In long-pending reforms that came into effect on Wednesday, emerging economies gained more influence in the governance architecture of the International Monetary Fund (IMF). India’s voting rights increase to 2.6 per cent from the current 2.3 per cent, and China’s to six per cent from 3.8. Russia and Brazil are the other two countries that gain from the reforms.

More than six per cent of the quota shares will shift to emerging and developing countries from the U.S. and European countries. The combined quotas — or the capital countries contribute — doubles to about $659 billion from about $329 billion.

The reforms, which came into effect on Wednesday, were agreed upon by the 188 members of the IMF in 2010, in the aftermath of the global financial meltdown, and their delayed implementation has been a major concern for India.

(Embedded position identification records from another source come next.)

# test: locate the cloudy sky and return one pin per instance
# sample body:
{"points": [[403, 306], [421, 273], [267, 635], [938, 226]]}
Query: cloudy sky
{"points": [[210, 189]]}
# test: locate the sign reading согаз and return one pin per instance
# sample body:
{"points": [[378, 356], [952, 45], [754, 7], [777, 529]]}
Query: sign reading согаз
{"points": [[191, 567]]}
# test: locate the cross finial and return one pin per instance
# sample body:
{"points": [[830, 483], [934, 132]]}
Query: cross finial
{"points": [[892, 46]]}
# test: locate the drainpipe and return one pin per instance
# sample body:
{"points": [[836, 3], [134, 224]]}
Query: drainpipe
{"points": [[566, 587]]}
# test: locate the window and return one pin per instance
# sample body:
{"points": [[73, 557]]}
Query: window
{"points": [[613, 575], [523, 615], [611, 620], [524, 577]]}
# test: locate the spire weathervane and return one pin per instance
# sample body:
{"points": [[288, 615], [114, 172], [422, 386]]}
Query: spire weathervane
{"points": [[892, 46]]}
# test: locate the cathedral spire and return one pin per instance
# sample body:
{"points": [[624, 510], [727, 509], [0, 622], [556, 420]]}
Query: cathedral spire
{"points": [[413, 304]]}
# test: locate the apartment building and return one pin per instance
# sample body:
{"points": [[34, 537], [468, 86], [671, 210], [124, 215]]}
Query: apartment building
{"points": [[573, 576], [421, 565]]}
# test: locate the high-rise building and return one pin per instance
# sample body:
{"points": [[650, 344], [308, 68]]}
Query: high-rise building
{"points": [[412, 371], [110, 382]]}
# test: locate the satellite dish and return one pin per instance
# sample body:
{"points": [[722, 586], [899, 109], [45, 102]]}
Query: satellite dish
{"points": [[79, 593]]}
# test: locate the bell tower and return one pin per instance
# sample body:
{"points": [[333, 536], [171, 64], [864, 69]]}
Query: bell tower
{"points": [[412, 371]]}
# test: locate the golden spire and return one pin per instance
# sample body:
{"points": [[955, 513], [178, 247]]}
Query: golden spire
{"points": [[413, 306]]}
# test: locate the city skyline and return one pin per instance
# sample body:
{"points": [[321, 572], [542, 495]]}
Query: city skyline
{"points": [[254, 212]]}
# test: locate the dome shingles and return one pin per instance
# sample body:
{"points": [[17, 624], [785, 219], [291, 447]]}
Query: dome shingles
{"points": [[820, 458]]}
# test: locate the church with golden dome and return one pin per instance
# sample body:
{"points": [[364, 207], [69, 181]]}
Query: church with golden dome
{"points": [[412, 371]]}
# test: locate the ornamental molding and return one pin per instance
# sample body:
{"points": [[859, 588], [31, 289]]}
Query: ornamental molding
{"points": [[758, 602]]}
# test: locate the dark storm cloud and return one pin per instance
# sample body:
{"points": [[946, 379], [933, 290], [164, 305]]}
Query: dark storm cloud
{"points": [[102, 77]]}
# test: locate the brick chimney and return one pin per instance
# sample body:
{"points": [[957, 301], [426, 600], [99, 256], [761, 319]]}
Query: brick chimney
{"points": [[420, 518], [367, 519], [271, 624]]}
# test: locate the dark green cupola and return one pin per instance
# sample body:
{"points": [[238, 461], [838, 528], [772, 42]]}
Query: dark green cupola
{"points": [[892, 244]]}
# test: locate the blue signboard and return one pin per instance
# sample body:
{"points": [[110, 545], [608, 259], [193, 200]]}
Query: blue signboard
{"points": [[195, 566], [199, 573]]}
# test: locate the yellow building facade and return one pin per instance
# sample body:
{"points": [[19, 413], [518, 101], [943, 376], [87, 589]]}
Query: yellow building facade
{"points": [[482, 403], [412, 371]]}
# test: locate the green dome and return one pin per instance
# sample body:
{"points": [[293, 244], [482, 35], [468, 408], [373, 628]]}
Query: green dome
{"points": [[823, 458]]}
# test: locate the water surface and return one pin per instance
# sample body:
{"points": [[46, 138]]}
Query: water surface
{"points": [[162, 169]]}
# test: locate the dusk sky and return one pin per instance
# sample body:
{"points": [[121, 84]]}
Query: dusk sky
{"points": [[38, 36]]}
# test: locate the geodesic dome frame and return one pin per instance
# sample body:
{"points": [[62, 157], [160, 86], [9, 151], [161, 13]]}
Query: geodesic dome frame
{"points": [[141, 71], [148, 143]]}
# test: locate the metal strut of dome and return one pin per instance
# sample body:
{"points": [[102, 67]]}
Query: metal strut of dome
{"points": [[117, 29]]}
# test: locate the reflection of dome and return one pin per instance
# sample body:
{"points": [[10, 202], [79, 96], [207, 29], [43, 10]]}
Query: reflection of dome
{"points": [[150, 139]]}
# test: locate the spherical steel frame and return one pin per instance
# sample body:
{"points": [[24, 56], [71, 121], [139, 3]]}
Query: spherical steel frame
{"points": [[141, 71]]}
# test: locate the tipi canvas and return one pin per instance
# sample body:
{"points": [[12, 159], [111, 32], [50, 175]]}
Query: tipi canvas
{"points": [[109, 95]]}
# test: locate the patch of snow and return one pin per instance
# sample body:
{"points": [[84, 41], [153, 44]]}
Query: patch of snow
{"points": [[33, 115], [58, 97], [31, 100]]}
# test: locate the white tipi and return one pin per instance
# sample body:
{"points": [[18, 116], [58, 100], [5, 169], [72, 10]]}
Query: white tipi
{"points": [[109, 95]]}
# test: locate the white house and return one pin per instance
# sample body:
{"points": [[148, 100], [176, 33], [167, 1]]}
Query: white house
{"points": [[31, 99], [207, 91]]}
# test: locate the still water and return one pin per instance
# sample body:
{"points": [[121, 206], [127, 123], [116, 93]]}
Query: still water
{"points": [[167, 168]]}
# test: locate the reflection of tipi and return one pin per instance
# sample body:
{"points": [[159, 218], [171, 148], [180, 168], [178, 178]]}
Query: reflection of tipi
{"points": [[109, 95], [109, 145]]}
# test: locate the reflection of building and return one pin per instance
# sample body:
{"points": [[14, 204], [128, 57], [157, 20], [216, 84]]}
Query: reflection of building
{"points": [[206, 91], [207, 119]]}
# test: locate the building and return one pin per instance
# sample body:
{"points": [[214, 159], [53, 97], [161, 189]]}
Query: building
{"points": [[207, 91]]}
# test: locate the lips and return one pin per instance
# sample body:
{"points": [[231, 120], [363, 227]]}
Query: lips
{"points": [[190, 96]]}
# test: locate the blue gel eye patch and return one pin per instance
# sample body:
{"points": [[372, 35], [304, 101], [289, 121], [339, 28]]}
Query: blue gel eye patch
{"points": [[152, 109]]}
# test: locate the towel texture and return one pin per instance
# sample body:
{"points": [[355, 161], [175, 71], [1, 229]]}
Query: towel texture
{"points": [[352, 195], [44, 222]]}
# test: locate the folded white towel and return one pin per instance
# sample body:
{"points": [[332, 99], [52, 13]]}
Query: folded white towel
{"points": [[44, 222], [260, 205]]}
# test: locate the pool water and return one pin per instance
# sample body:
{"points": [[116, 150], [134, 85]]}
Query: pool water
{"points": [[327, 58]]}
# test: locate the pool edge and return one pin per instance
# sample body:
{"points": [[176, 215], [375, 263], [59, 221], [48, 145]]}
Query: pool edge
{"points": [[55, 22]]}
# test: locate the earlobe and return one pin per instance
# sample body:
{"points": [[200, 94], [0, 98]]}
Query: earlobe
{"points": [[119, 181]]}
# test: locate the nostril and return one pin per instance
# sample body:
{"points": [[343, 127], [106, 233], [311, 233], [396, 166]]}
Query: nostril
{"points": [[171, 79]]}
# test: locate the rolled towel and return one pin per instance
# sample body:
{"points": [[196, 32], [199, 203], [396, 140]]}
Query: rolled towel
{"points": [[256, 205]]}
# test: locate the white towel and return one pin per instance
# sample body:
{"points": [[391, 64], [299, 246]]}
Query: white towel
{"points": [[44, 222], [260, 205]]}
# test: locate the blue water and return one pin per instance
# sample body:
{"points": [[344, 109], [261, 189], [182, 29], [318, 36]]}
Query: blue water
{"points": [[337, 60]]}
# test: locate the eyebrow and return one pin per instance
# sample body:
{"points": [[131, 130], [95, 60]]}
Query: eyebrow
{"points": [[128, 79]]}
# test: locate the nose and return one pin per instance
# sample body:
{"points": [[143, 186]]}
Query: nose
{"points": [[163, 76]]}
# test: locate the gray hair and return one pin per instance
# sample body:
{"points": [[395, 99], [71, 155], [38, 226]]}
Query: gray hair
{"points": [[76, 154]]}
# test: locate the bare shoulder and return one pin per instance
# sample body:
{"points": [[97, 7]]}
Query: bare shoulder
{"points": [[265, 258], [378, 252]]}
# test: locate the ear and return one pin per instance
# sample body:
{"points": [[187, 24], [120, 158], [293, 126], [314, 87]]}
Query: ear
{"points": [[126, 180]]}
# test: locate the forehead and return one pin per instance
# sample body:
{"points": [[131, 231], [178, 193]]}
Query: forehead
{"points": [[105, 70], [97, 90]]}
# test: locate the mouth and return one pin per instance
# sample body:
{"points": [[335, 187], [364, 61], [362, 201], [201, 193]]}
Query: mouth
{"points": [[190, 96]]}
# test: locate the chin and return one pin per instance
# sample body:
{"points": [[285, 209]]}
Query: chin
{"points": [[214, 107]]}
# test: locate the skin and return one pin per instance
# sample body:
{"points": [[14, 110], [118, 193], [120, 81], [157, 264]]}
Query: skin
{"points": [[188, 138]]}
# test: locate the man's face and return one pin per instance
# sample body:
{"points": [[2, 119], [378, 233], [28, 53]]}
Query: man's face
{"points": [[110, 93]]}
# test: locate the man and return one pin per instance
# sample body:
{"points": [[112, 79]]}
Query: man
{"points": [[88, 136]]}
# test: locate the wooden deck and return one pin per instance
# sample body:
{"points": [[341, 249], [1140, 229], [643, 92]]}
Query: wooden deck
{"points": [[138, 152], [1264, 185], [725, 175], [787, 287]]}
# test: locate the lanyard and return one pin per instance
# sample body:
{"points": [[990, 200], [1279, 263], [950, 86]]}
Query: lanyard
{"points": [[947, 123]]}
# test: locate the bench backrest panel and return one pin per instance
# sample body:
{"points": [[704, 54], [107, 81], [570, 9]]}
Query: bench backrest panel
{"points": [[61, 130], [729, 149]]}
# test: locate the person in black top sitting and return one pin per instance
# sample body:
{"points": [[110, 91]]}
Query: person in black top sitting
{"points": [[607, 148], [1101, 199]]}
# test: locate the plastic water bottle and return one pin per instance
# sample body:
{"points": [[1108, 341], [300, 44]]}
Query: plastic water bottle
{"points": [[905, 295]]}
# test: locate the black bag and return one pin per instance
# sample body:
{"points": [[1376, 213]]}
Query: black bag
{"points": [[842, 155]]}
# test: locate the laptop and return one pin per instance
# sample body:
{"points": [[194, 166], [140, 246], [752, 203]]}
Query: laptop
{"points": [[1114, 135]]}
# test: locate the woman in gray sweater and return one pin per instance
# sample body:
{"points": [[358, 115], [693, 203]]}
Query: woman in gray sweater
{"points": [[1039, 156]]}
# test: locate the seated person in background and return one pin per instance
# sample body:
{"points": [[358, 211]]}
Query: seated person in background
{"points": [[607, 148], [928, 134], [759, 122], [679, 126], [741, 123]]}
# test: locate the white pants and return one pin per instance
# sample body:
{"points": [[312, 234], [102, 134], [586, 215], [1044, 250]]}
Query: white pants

Among the reasons for the delay has been the time it took the U.S Congress to approve the changes. U.S voting share will marginally drop, from 16.7 per cent to 16.5 per cent. The U.S Senate had approved the changes in December 2015.

“I commend our members for ratifying these truly historic reforms,” IMF Managing Director Christine Lagarde said. She said a “more representative, modern IMF will ensure that the institution is able to better meet the needs of its members in a rapidly changing global environment.”

The reforms bring India and Brazil to the list of the top 10 members of the IMF, along with the U.S, Japan, France, Germany, Italy, the U.K., China and Russia.

For the first time, the Executive Board will consist entirely of elected executive directors, ending the category of appointed executive directors. Currently, the members with the five largest quotas appoint an executive director, a position that will cease to exist.